Question 4. As you note, the protest with general claims variable has a negative coefficient but it insignificant in all models, excepted when tested alone. You mention in the paper that you believe that that the lack of a robust effect for this variable may be due to the fact that general claims against big-box stores are often vague, and without specific targets. Our understanding of the way this variable is operationalized is that if a protest made claims about Wal-Mart and also general big box stores, it would be coded as a general protest; do you think that this suggests that protesters are doing themselves a disservice when they broaden their protest activity to try to cast a wider net?
Additionally, do you think it could be possible that that general claims could have been insignificant because they lack coordination among protesters? Or because there may not be an organization (such as a labor union) or a strong leader in charge of those types of protests? Do you have qualitative data on these protests? If so, have you thought about analyzing the motivation or the network structure behind the general claims? If so, how would you go about doing that?

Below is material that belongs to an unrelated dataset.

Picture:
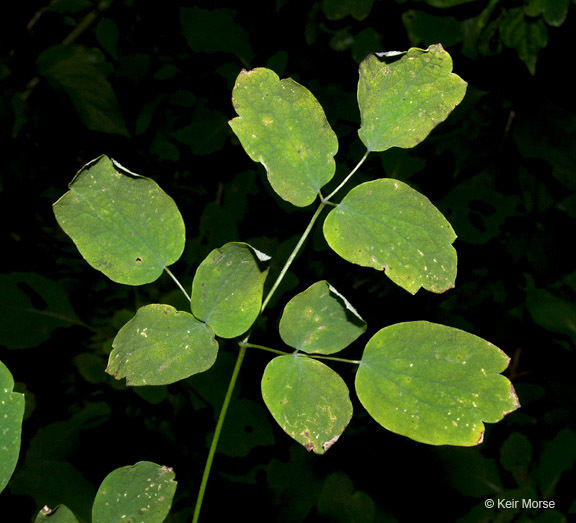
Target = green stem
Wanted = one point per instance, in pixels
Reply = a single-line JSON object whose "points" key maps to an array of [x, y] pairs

General claims are not particularly effective in deterring Target from proposing to open a store in a community after controlling for other variables. It would certainly be helpful to analyze the organizational structures of activists. It remains an interesting research question for future scholars to investigate why activists made specific claims in some situations but generalized ones in others. It is an empirical issue to test whether activists’ level of organization influences their targeting decision.

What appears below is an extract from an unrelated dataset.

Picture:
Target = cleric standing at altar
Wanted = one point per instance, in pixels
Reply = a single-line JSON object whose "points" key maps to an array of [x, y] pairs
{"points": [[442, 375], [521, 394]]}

Question 5. One of your most interesting variables, in our opinion, involves union involvement. You used union-led protest as a proxy for protests that are spearheaded by protest-prone activists that are sponsored by national organizations (under the theory that these protests send different signals than protests that are locally-grown from within a community). In your experience coding the data, did you find that protesters were generally proud to talk about their connections with these national organizations? It seems like a lot of social action today is funded by large groups that make an effort to appear disconnected from the root of the movement (the phenomenon of “astroturfing”). How “leaky” do you think these types of information cover-ups are in practice?
The idea of astroturfing relates back to one of your implications for the strategies of protesters; perhaps the groups that funnel resources into movements will see your research as further evidence to suggest that they need to do more to hide their involvement in “local” protests?
The leadership by national organizations is helpful in that these organizations supply skills, personnel, and facilities of mobilization and they also help to solve the collective action problem that often prohibits the mobilization by local residents. Meanwhile, the protests connected with the national organizations also run the risk of being perceived as untrustworthy, inauthentic, and funded by special interests, especially when the mobilization is unable to connect with the community that genuinely care about the issue for its own purposes. To some extent, the association with the national organizations is a double-edged sword for local activists. But covering up the association may not be in the best interest of either local activists or the national organizations, because once people discover who act behind the curtain, there is likely to be backlash against protestors. There is research showing that campaigns that are authentic, transparent, and have a genuine base in the community tend to be more successful.